Osmanlı ülkesindeki herhangi bir Müslüman erkek karısını boşama hakkına sahipken, sul­tanla evlenenlerin böyle bir hakkı bulunmuyor­du. Nitekim sultanlardan eşini boşayanlar oldu. Vahdettin'in kızı Ulviye Sultan son Sadrazam Tevfik Paşa'nın oğlu İsmail Hakkı Bey'le evliydi. Kendisinden izinsiz ve belki de habersiz olarak Anadolu'ya geçen kocasını boşayıvermişti.

Maaşlı damatlar
Sultanlardan bazılarının eş seçiminde ini­siyatif sahibi olmak istemesi, bu olmadığında gösterdiği tepki, ülkedeki siyasal ve toplumsal değişimin hanedan kadınlarındaki yansımasını gösterir. İster sultan, isterse padişah tarafından olsun seçimi kız tarafının yapması toplum nez­dinde seçen tarafın izafî üstünlüğüne işaretti. Takip eden süreçte evliliğin muhtelif safhalarıyla ilgili olup bitenler hep hanedanın üstünlüğünü ortaya koyar nitelikteydi.

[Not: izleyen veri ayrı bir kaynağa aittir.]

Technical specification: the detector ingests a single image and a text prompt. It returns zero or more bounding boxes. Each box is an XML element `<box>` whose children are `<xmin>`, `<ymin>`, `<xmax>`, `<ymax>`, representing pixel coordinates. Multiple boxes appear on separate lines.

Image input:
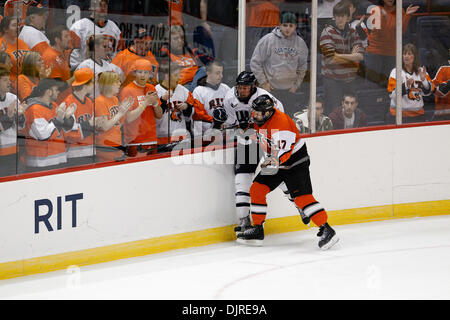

Yüksek masraflarla türlü türlü çeyizlerin ha­zırlanması, düğünlerin muhteşem gösterilerle günlerce sürmesi, halka mükellef ziyafetlerin çekilmesi onlara verilen değerin birer göster­gesiydi. Harcamaların hemen hepsinin padişah tarafından karşılanması, sultanın mutluluğuna giden yoldaki malî bedelin damadın harcadıkla­rından çok daha yüksek olduğu anlamına geliyor­du.

Düğün sonrasında padişah veya devlet imkânlarıyla ama padişahın ihsanıyla tahsis edilen sarayda oturulması, görevlilerin çoğunun maaşının sultan tarafından ödenmesi, damada maaş bağlan­ması, sultanın maaşının damattan çok yüksek olması gibi bazı uygu­lamalar sultanın evlilik hayatında­ki üstün rolüne vurgu yapmaktay­dı.

İmparatorluğun sonlarında esen değişim rüzgârları sultanların eğitim­lerinden eş seçme ve nikâh usullerine, düğünlerinden yaşam tarzlarına kadar birçok şeyi değiştirse de, hanedanın yüce şanını koruma kaygısı ve düşün­cesi hiç değişmeyecekti.

Ta ki, hanedan 1924 Mart'ında yurt dışına sürülünceye kadar. Bun­dan sonra sürgünde evlilikler döne­mi başlayacaktı ki, artık “ol salta­natın yerinde” Cumhuriyet yelleri esecekti.